Background
The correlation between serum creatinine levels and the long-term prognosis of patients undergoing percutaneous coronary intervention (PCI) has not yet been systematically investigated. This study aimed to evaluate the association between long-term prognosis and serum creatinine levels in patients after PCI.
Material/Methods
This was an observational cohort study of 2533 patients who received PCI and completed serum creatinine and other tests in China. The study’s primary prognostic indicators were the frequency of clinical adverse events, all-cause death, cardiac death, acute myocardial infarction, and stroke. All-cause death referred to death from all causes during the follow-up period, whereas cardiac death was death due to cardiac injury resulting in severe cardiac dysfunction or failure.
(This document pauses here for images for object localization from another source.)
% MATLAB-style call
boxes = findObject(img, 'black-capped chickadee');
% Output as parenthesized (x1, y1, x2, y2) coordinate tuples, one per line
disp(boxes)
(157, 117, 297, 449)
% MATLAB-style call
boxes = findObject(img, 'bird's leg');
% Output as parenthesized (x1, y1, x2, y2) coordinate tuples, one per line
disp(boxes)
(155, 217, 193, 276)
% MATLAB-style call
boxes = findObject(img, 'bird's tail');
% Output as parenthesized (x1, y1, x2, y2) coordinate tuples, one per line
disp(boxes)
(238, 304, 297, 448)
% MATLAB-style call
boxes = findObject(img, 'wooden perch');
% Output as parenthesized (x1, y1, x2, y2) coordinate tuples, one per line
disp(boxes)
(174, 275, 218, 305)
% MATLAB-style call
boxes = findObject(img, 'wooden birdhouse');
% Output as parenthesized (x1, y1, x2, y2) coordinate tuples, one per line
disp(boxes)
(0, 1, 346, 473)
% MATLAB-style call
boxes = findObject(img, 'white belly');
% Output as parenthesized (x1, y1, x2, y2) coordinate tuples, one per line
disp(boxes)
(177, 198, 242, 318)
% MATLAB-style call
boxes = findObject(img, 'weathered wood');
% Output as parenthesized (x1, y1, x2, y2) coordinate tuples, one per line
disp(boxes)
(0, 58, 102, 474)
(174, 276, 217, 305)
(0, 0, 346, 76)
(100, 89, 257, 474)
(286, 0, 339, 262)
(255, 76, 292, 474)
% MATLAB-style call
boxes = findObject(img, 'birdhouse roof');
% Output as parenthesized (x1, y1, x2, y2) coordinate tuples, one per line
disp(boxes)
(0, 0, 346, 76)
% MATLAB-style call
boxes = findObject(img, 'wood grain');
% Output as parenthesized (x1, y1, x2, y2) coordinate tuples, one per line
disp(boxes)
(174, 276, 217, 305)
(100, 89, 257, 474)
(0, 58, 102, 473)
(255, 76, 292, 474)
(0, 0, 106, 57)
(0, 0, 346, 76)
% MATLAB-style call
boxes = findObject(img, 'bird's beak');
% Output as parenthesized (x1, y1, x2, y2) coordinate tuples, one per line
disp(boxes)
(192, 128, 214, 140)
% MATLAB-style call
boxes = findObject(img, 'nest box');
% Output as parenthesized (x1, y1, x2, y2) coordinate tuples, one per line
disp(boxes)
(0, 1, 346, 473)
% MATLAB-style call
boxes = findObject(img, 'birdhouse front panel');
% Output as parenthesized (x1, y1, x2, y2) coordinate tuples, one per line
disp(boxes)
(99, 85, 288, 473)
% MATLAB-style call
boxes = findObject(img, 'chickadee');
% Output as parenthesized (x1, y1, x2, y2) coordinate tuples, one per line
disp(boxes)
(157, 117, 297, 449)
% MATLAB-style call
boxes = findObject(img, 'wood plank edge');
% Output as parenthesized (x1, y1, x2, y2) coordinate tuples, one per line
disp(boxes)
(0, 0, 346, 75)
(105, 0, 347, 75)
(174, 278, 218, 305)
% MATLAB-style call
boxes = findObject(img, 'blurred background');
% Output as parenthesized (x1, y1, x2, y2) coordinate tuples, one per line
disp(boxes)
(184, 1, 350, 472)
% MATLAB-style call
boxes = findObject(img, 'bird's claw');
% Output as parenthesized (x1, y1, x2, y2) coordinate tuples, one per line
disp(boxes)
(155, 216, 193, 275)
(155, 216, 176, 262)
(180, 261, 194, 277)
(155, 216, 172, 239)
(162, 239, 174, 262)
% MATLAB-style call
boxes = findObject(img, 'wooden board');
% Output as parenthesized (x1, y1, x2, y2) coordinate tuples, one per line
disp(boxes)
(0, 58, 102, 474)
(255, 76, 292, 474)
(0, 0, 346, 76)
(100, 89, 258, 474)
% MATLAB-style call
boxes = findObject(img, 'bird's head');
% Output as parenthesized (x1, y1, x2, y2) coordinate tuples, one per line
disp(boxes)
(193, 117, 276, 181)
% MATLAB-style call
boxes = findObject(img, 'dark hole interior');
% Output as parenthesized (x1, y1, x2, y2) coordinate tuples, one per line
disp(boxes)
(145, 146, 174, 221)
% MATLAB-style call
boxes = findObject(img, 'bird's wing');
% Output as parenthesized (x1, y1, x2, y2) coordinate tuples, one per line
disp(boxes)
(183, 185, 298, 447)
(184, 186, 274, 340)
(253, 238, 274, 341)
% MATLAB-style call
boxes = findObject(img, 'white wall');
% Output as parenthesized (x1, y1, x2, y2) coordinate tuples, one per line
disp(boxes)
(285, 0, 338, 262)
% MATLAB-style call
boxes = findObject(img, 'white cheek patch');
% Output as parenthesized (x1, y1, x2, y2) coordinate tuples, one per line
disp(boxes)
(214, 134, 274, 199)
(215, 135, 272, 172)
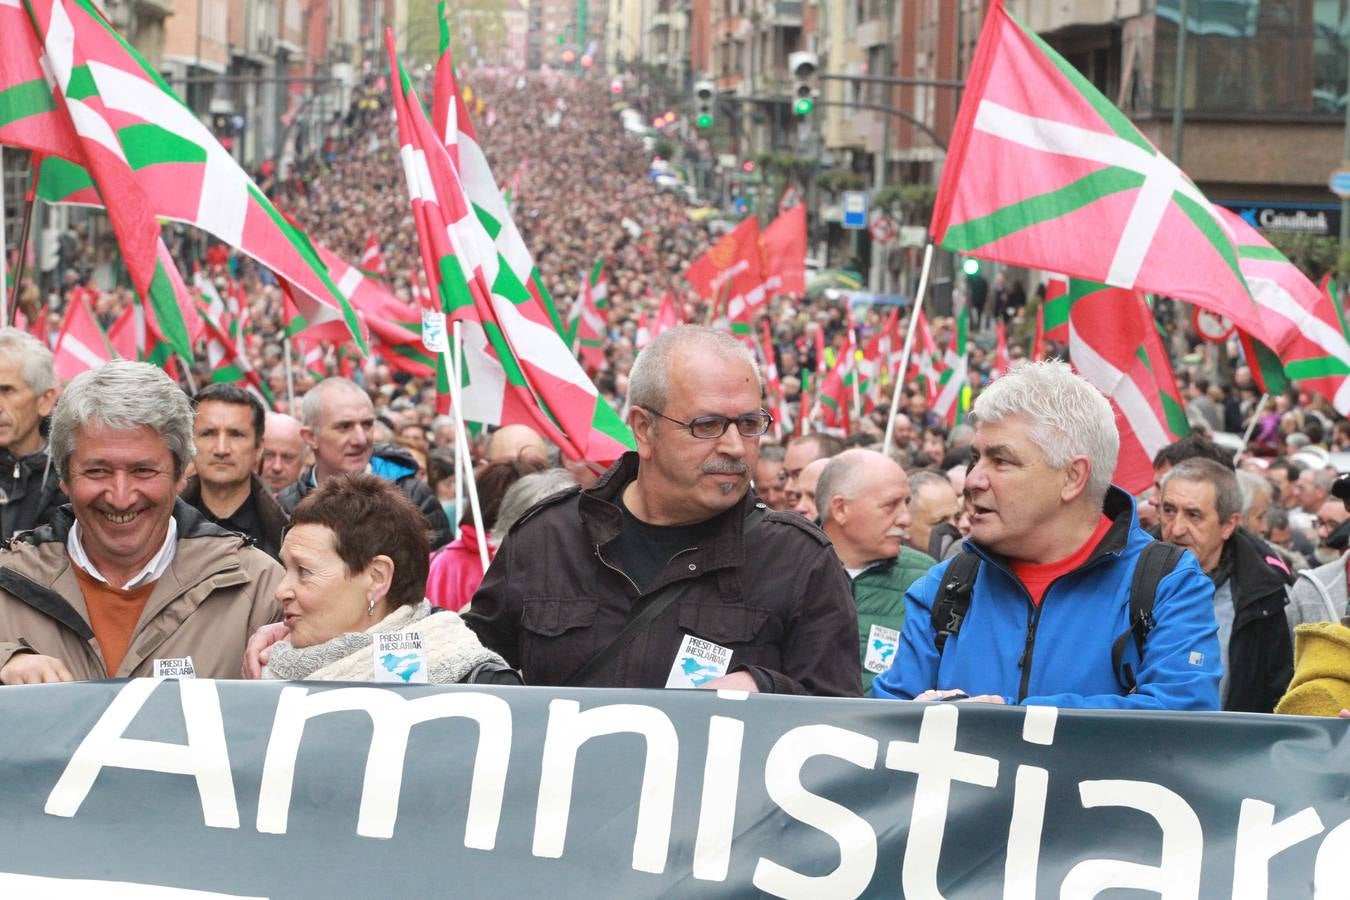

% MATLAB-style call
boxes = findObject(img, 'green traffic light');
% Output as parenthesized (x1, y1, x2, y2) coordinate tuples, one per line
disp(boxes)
(962, 258, 981, 276)
(696, 113, 713, 128)
(793, 97, 814, 116)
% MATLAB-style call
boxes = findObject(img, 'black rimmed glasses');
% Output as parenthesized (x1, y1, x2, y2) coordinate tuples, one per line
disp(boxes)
(644, 408, 774, 440)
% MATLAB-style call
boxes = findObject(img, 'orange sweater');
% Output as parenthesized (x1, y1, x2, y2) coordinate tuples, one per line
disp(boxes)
(73, 565, 156, 676)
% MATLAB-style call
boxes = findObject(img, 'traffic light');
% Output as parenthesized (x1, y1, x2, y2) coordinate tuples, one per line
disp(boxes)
(693, 79, 715, 129)
(962, 257, 981, 277)
(789, 51, 818, 116)
(741, 160, 755, 173)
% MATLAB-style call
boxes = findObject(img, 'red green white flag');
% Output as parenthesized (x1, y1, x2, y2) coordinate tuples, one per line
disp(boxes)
(931, 0, 1268, 339)
(313, 242, 435, 379)
(431, 5, 566, 338)
(388, 29, 633, 463)
(1065, 282, 1189, 495)
(5, 0, 366, 355)
(565, 258, 608, 371)
(1215, 208, 1350, 413)
(933, 300, 970, 427)
(52, 292, 111, 380)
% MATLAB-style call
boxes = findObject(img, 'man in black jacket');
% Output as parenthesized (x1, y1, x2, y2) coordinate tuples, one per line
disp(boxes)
(0, 328, 63, 542)
(181, 384, 288, 560)
(463, 326, 860, 696)
(277, 377, 450, 548)
(1159, 457, 1293, 712)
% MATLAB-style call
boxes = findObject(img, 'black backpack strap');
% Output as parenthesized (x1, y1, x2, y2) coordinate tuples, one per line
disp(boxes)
(1112, 541, 1187, 693)
(563, 502, 768, 687)
(930, 551, 981, 654)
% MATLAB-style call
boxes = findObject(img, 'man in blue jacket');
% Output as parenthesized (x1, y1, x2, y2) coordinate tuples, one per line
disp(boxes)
(871, 360, 1222, 710)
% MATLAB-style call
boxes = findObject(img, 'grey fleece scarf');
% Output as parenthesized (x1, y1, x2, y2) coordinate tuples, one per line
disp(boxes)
(263, 600, 505, 684)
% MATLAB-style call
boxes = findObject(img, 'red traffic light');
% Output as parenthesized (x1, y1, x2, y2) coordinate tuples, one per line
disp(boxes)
(580, 54, 594, 68)
(741, 160, 755, 173)
(610, 78, 623, 93)
(561, 49, 576, 63)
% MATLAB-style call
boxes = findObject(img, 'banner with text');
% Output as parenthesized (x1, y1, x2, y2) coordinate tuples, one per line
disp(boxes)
(0, 680, 1345, 898)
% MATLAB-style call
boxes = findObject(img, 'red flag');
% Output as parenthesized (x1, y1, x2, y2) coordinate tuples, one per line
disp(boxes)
(684, 217, 764, 319)
(992, 320, 1010, 379)
(653, 290, 681, 337)
(760, 205, 807, 298)
(53, 295, 112, 381)
(1066, 284, 1190, 495)
(360, 233, 389, 277)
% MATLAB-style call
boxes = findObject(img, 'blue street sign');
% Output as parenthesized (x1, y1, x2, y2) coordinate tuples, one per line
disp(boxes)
(842, 191, 868, 230)
(1331, 169, 1350, 200)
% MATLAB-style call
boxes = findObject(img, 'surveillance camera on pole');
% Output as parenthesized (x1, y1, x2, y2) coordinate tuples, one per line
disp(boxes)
(789, 51, 818, 116)
(693, 79, 716, 129)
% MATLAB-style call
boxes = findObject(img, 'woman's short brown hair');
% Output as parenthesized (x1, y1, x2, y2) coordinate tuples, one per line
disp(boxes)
(289, 473, 430, 609)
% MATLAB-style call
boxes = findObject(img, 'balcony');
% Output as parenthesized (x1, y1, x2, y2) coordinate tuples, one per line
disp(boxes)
(652, 11, 670, 29)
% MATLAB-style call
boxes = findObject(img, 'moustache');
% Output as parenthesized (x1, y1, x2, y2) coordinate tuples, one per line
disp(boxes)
(702, 459, 749, 476)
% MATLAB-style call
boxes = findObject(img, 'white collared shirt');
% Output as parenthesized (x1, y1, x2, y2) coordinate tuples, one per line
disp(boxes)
(68, 518, 178, 590)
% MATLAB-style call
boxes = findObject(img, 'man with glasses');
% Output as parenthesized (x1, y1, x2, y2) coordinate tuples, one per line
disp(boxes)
(462, 326, 861, 695)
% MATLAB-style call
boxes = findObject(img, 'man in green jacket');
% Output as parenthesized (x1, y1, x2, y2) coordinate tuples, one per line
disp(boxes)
(817, 448, 937, 692)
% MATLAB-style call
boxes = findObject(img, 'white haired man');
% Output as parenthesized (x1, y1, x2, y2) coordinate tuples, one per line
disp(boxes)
(0, 328, 62, 541)
(0, 361, 282, 683)
(816, 449, 935, 693)
(872, 360, 1222, 710)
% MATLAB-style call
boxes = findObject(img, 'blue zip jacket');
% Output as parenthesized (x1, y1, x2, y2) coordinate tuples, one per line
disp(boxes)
(870, 487, 1222, 710)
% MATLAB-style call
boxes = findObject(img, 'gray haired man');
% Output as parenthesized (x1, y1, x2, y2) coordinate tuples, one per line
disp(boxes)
(1159, 457, 1293, 712)
(0, 361, 282, 683)
(464, 326, 861, 695)
(0, 328, 62, 541)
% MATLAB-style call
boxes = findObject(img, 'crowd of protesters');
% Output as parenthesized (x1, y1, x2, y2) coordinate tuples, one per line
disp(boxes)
(3, 68, 1350, 714)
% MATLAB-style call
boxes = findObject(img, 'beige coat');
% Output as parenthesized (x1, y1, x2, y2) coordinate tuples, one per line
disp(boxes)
(0, 501, 282, 680)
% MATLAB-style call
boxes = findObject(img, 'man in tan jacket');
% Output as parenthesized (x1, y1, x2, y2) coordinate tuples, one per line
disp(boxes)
(0, 361, 281, 683)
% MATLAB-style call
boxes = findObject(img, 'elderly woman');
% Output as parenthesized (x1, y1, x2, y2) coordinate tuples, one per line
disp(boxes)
(257, 473, 518, 684)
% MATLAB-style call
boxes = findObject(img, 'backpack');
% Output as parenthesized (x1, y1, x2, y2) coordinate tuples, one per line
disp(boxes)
(930, 540, 1188, 693)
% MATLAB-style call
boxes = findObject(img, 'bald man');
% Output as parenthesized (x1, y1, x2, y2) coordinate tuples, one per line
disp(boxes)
(484, 424, 552, 468)
(792, 457, 830, 522)
(259, 412, 308, 494)
(816, 449, 936, 692)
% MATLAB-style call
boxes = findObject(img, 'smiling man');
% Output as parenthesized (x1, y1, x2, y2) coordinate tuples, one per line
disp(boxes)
(0, 362, 281, 683)
(871, 360, 1222, 710)
(277, 377, 450, 548)
(180, 384, 287, 560)
(462, 326, 860, 695)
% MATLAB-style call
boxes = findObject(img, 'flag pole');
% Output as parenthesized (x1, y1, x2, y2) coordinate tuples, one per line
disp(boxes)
(283, 336, 296, 413)
(5, 153, 41, 328)
(450, 320, 490, 571)
(451, 335, 464, 533)
(884, 243, 934, 452)
(179, 355, 198, 393)
(1237, 392, 1269, 460)
(1, 147, 8, 328)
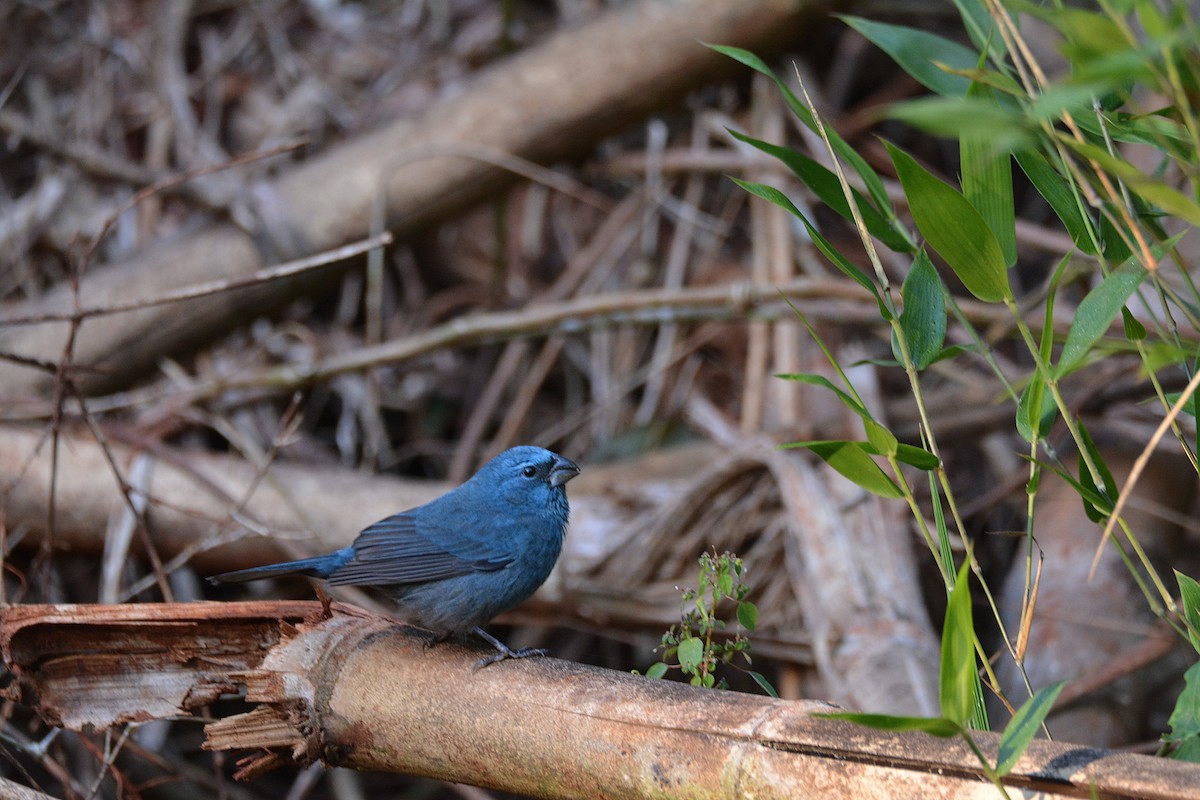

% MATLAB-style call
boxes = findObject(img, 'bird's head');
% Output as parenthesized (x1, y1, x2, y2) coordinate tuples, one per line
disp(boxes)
(471, 446, 580, 510)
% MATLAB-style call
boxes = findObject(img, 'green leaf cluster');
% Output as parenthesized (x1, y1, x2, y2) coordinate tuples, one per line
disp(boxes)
(819, 565, 1065, 782)
(642, 551, 776, 696)
(714, 0, 1200, 776)
(1167, 572, 1200, 759)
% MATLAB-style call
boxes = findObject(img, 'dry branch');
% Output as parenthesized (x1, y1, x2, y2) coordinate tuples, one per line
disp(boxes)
(0, 0, 818, 402)
(2, 278, 1029, 421)
(0, 424, 440, 575)
(3, 602, 1199, 800)
(0, 423, 677, 576)
(0, 776, 58, 800)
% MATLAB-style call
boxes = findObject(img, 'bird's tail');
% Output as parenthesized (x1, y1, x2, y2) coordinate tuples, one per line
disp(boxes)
(207, 548, 352, 584)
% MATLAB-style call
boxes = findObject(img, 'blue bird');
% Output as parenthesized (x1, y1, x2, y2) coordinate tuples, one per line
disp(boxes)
(210, 446, 580, 667)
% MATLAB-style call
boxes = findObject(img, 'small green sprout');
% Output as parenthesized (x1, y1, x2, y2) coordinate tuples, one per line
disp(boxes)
(642, 550, 776, 696)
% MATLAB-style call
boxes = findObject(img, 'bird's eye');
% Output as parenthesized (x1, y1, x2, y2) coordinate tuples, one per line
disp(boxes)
(522, 466, 538, 478)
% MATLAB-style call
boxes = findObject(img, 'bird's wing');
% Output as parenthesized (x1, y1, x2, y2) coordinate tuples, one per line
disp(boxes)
(326, 511, 512, 587)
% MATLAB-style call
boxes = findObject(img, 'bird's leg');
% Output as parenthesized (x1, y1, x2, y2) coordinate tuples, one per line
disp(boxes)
(421, 629, 452, 651)
(471, 627, 546, 670)
(314, 584, 334, 620)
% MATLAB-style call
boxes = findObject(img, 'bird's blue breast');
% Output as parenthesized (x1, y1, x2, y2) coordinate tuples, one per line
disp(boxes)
(382, 485, 570, 635)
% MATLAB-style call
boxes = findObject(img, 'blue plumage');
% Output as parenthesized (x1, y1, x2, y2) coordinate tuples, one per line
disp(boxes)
(210, 446, 580, 666)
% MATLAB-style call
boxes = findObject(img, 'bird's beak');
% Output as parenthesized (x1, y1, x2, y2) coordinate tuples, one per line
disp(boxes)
(549, 456, 581, 487)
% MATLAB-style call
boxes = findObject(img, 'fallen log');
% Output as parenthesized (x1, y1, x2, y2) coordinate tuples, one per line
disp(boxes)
(2, 602, 1198, 799)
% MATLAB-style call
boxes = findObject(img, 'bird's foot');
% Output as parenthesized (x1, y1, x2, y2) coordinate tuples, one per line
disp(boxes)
(423, 631, 451, 651)
(314, 584, 335, 620)
(471, 627, 547, 670)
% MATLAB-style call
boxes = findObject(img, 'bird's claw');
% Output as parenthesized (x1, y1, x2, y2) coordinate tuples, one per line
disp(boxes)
(471, 645, 546, 670)
(471, 626, 547, 669)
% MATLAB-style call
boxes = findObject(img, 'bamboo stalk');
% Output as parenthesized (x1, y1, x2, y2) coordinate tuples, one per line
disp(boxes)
(3, 602, 1199, 799)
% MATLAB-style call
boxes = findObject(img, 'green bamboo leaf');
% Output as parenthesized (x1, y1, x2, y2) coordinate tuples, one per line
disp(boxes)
(886, 142, 1011, 302)
(886, 96, 1029, 145)
(838, 16, 977, 96)
(933, 343, 982, 362)
(1046, 7, 1130, 61)
(780, 368, 935, 471)
(1081, 109, 1194, 151)
(931, 63, 1026, 98)
(1015, 150, 1097, 254)
(1057, 136, 1200, 226)
(1165, 662, 1200, 761)
(1016, 374, 1055, 443)
(850, 344, 976, 371)
(1055, 259, 1147, 378)
(1098, 213, 1134, 264)
(893, 443, 940, 471)
(823, 438, 939, 470)
(941, 563, 976, 727)
(749, 671, 779, 698)
(1017, 252, 1071, 441)
(1136, 0, 1170, 40)
(1163, 389, 1200, 416)
(952, 0, 1006, 58)
(983, 3, 1151, 83)
(787, 440, 902, 498)
(961, 82, 1017, 267)
(1075, 419, 1117, 523)
(732, 179, 887, 315)
(774, 372, 870, 419)
(997, 681, 1066, 775)
(929, 472, 954, 590)
(1128, 182, 1200, 228)
(815, 711, 961, 738)
(864, 418, 899, 458)
(1027, 82, 1112, 122)
(729, 130, 914, 252)
(1177, 571, 1200, 654)
(1076, 467, 1112, 522)
(709, 44, 893, 215)
(1121, 307, 1147, 341)
(1042, 253, 1070, 363)
(897, 250, 948, 369)
(1024, 456, 1114, 514)
(705, 44, 779, 87)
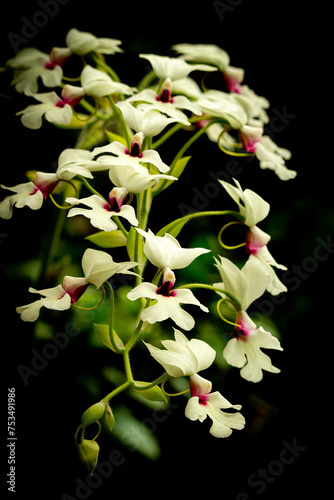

Clinical events included death, ischemia, and stroke. Yao et al completed the entire study and uploaded the data to the DATADRYAD website. We used only this data for secondary analysis.
Results
The study involved 2533 participants, with a mean age of 59.9±11.1 years and a median follow-up of 29.8 months. The analysis, controlling for confounding factors, revealed a positive correlation between serum creatinine and all-cause death (OR: 2.178, 95% CI: 1.317–3.603,
P
<0.05), which was confirmed by the results of sensitivity analysis (
P
for trend <0.05). However, no direct linear correlation was found between serum creatinine and acute myocardial infarction, cardiac death, or stroke.
Conclusions
There was a linear correlation between serum creatinine and all-cause death in the long-term prognosis of patients after PCI, independent of acute myocardial infarction, cardiac death, and stroke.